Questions: Homeomorphisms and Topological Equivalence
5 questions to test your understanding
Score: 0 / 5
Question 1 Multiple Choice
Let f: [0, 1) → S¹ be the map f(t) = (cos 2πt, sin 2πt). This map is a continuous bijection. Why is it NOT a homeomorphism?
AIt is a homeomorphism — any continuous bijection between topological spaces is a homeomorphism
BThe inverse f⁻¹ is not continuous: a small open arc near the point (1, 0) on S¹ maps back to a set that is not open in [0, 1), violating the requirement for a continuous inverse
Cf is not bijective because the circle has more points than the half-open interval
Df is not continuous at t = 0 because the interval is half-open
A homeomorphism requires that BOTH f and f⁻¹ are continuous. Here f is a continuous bijection, but f⁻¹ fails at (1, 0): any small open arc on S¹ containing (1, 0) pulls back under f⁻¹ to a set that includes points near 0 AND near 1 in [0, 1) — which is not open in [0, 1). Option A is the central misconception: continuity of the bijection alone is insufficient. The continuous inverse condition is a real, non-trivial requirement.

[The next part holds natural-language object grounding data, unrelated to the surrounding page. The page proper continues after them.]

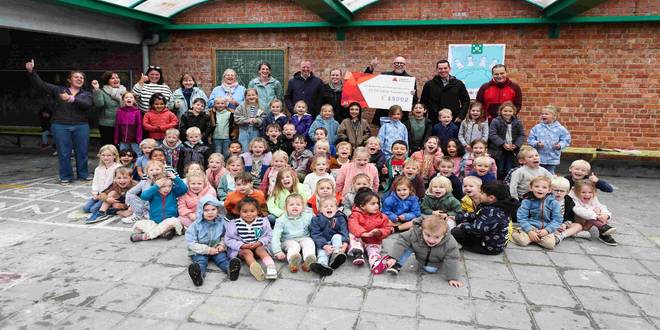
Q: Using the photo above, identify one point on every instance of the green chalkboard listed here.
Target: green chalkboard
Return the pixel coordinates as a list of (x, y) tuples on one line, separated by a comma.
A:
[(245, 62)]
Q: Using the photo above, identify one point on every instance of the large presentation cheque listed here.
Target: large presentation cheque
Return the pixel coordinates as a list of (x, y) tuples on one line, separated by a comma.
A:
[(378, 90)]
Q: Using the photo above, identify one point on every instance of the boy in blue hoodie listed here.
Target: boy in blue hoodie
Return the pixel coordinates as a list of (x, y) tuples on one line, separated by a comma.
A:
[(205, 240), (163, 212)]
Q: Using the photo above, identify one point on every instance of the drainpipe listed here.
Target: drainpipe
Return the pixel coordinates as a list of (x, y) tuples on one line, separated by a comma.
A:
[(145, 50)]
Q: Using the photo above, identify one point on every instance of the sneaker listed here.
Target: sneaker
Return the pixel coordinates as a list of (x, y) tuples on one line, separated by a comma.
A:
[(606, 230), (234, 268), (359, 258), (195, 273), (607, 239), (294, 263), (257, 271), (308, 261), (320, 269), (271, 273), (337, 259)]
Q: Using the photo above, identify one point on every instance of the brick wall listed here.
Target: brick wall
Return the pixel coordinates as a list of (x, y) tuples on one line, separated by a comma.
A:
[(604, 78)]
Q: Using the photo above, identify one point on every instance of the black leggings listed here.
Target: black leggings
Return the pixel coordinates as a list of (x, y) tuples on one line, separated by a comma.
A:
[(470, 243)]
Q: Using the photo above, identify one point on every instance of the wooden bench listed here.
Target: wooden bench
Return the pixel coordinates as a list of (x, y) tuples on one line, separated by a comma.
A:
[(594, 153), (19, 131)]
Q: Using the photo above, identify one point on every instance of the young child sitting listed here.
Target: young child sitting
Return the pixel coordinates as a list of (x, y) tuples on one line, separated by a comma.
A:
[(401, 205), (486, 230), (539, 216), (205, 240), (589, 212), (330, 235), (248, 236), (163, 216), (581, 170), (291, 234), (368, 227), (433, 248)]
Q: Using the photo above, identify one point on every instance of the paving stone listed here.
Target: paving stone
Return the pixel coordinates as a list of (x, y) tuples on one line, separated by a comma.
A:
[(542, 294), (339, 297), (447, 308), (536, 274), (528, 256), (222, 310), (496, 290), (268, 315), (592, 278), (371, 321), (392, 302), (502, 314), (619, 265), (123, 298), (650, 304), (492, 270), (617, 322), (171, 304), (598, 300), (324, 318), (552, 318)]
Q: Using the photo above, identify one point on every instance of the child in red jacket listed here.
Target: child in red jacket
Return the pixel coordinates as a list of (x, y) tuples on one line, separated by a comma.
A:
[(368, 227)]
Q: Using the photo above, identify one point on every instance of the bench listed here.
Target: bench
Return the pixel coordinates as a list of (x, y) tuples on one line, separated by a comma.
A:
[(19, 131)]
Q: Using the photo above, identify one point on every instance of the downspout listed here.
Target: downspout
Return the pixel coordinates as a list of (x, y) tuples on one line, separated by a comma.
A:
[(145, 50)]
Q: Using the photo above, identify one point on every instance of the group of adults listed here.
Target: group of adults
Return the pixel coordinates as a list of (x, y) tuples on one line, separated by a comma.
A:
[(70, 125)]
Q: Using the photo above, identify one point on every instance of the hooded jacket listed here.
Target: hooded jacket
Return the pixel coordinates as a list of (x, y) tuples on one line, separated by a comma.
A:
[(202, 235), (444, 253)]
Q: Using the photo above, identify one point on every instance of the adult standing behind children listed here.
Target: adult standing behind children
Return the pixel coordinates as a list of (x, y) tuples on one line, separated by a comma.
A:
[(229, 89), (268, 88), (150, 83), (444, 91), (304, 86), (69, 125), (107, 97), (497, 91)]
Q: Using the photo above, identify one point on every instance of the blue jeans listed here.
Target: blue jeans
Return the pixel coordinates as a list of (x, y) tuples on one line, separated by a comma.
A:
[(221, 146), (221, 260), (69, 137), (322, 256)]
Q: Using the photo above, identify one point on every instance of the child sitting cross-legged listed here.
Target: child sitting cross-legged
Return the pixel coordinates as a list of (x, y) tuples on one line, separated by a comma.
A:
[(330, 235), (205, 240), (292, 234), (433, 247)]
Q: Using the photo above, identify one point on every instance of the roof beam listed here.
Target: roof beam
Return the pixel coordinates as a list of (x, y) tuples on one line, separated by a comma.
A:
[(330, 10), (563, 9), (114, 10)]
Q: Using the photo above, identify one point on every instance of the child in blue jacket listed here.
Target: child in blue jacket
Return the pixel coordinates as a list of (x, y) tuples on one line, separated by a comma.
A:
[(539, 216), (205, 240), (163, 211)]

Question 2 Multiple Choice
You want to prove that the closed interval [0, 1] and the open interval (0, 1) are NOT homeomorphic. Which argument works?

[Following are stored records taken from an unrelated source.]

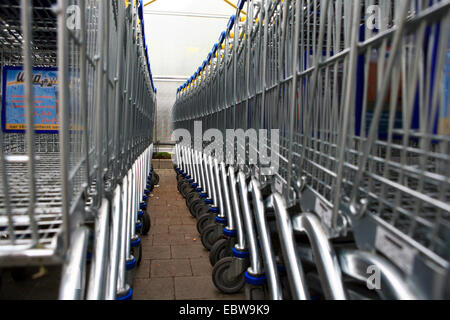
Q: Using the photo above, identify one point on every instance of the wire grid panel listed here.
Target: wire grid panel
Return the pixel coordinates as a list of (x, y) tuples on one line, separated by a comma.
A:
[(397, 148)]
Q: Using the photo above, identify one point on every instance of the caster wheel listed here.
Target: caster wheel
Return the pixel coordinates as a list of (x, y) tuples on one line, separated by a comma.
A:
[(155, 178), (201, 209), (185, 189), (146, 223), (210, 236), (23, 274), (203, 221), (219, 250), (221, 279)]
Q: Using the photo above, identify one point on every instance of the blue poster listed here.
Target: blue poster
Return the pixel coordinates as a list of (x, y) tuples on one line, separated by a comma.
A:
[(45, 91)]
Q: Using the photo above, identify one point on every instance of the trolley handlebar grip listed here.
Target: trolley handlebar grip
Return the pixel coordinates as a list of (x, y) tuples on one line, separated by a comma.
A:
[(231, 22), (240, 4), (222, 37)]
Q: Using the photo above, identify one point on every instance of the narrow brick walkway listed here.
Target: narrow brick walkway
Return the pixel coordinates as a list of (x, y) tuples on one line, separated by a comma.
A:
[(174, 263)]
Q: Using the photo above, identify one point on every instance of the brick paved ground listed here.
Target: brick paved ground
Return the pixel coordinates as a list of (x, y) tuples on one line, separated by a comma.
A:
[(174, 264)]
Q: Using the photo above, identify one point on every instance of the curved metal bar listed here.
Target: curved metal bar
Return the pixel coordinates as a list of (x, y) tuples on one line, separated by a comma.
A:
[(255, 264), (228, 212), (356, 263), (74, 270), (324, 255), (270, 265), (113, 268), (293, 263), (97, 277), (241, 244)]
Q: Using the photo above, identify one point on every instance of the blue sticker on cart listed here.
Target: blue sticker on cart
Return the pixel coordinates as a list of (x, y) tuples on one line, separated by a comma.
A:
[(45, 92)]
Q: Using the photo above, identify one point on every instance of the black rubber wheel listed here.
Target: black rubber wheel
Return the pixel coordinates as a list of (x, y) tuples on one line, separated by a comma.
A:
[(219, 250), (203, 221), (209, 236), (220, 277), (146, 223), (155, 178)]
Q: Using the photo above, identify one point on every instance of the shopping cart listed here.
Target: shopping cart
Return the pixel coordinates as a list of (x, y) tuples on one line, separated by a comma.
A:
[(71, 185)]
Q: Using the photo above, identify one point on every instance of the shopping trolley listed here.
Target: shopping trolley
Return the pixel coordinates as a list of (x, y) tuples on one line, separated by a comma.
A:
[(70, 186)]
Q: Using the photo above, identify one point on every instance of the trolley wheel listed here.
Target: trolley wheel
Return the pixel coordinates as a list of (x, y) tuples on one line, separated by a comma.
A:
[(220, 277), (146, 223), (209, 236), (203, 221), (219, 250), (191, 197), (201, 209), (155, 178)]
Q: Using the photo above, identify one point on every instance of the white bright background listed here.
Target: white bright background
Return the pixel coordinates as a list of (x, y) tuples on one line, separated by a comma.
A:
[(179, 35)]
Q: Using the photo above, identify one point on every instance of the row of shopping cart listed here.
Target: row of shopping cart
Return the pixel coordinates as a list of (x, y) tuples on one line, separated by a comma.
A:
[(78, 107), (313, 149)]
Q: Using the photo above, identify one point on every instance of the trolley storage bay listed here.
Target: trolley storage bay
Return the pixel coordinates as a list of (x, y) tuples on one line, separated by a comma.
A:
[(78, 105), (346, 193)]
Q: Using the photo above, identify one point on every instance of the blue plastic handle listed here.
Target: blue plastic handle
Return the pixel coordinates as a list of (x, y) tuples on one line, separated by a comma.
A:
[(231, 22), (240, 4), (222, 37)]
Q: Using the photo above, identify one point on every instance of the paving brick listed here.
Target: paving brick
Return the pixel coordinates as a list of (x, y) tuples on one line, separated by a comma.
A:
[(154, 289), (170, 268), (156, 252), (200, 287), (188, 251), (143, 271)]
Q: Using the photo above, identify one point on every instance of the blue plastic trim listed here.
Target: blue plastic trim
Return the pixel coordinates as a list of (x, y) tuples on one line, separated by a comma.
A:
[(240, 254), (137, 242), (126, 297), (221, 220), (131, 264), (214, 210), (229, 233), (231, 22), (255, 280)]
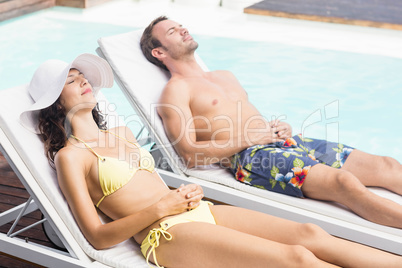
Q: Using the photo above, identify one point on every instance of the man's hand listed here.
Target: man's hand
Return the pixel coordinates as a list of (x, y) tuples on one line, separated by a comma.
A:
[(283, 129)]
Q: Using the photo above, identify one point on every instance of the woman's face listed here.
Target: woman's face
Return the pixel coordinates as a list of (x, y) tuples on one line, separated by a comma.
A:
[(77, 93)]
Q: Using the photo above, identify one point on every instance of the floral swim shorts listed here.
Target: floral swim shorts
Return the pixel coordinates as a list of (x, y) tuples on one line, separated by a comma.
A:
[(282, 167)]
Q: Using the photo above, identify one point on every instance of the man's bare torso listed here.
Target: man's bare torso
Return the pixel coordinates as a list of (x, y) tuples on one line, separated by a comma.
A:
[(220, 107)]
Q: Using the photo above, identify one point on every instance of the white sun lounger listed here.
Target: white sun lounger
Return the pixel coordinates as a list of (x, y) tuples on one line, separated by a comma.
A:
[(142, 83), (25, 153)]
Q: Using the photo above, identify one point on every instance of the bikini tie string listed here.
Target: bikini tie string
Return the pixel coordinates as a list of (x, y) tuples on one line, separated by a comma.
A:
[(153, 240)]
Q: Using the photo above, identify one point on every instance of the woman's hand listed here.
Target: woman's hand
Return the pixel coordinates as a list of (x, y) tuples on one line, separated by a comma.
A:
[(182, 199), (194, 194)]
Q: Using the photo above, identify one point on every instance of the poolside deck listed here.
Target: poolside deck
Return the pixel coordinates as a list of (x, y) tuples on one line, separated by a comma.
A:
[(14, 8), (371, 13), (13, 193)]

AThey have different lengths, and homeomorphisms must preserve length
B[0, 1] is compact (every open cover has a finite subcover) and (0, 1) is not; compactness is a topological invariant preserved by homeomorphisms, so no homeomorphism can exist
CA homeomorphism would have to map the endpoints of [0, 1] to something in (0, 1), which is impossible because (0, 1) has no endpoints
DThey cannot be homeomorphic because one is a closed set and the other is open
To prove non-homeomorphism, you need a topological invariant — a property preserved by all homeomorphisms — that differs between the spaces. Compactness is such an invariant: [0, 1] is compact (it is closed and bounded in ℝ, so Heine-Borel applies), but (0, 1) is not compact (the open cover {(1/n, 1)}_{n≥2} has no finite subcover). Option C describes geometric intuition but is not rigorous; option D is wrong because open/closed are relative to the ambient space, not intrinsic topological properties.
Question 3 True / False
The open interval (0, 1) and the real line ℝ are not homeomorphic because (0, 1) is bounded and ℝ is unbounded.
TTrue
FFalse
Answer: False
Boundedness is NOT a topological invariant — it depends on a metric (distance function), not on the open-set structure alone. Two spaces can be homeomorphic even if one is bounded in its usual metric embedding and the other is not. The map f(x) = tan(π(x − 1/2)) is a homeomorphism from (0, 1) to ℝ. Topological properties are preserved; metric properties like boundedness, diameter, and distance are not.
Question 4 True / False
To prove two topological spaces are homeomorphic, it suffices to find a bijection between them that preserves the number of connected components and compact subsets.
TTrue
FFalse
Answer: False
To prove homeomorphism, you must construct an explicit continuous bijection with a continuous inverse — you cannot just match invariants. Matching invariants is a strategy for proving non-homeomorphism (finding an invariant that differs). Shared invariants only show the spaces are 'not obviously different.' Two spaces can share many invariants and still fail to be homeomorphic (e.g., the sphere S² and the torus T² have the same number of connected components but are not homeomorphic, as their fundamental groups differ).
Question 5 Short Answer
Explain why the condition that f⁻¹ must also be continuous is a non-trivial requirement in the definition of a homeomorphism, and give an intuitive description of what goes wrong when it fails.
Think about your answer, then reveal below.
Model answer: Continuity of f means that nearby points in X map to nearby points in Y. But this alone doesn't ensure the spaces are topologically identical — f might 'glue together' distinct points of X that should remain distinct in Y, while still being injective and continuous. The inverse f⁻¹ measures whether nearby points in Y came from nearby points in X. If f⁻¹ is not continuous, then some points that are close in Y correspond to points far apart in X — the space Y has been 'folded' or 'compressed' relative to X in a way that can't be undone continuously. The [0, 1) → S¹ example illustrates this: the circle 'wraps around' and connects the two ends of [0, 1), creating a topology at the join point that cannot be continuously unwrapped.
The two-sided continuity requirement is what makes homeomorphisms true equivalences — they identify spaces that are structurally identical from the topological perspective. One-sided continuous bijections can 'collapse' topological structure in one direction. Requiring both f and f⁻¹ to be continuous ensures that open sets are identified with open sets in both directions, making the spaces indistinguishable topologically.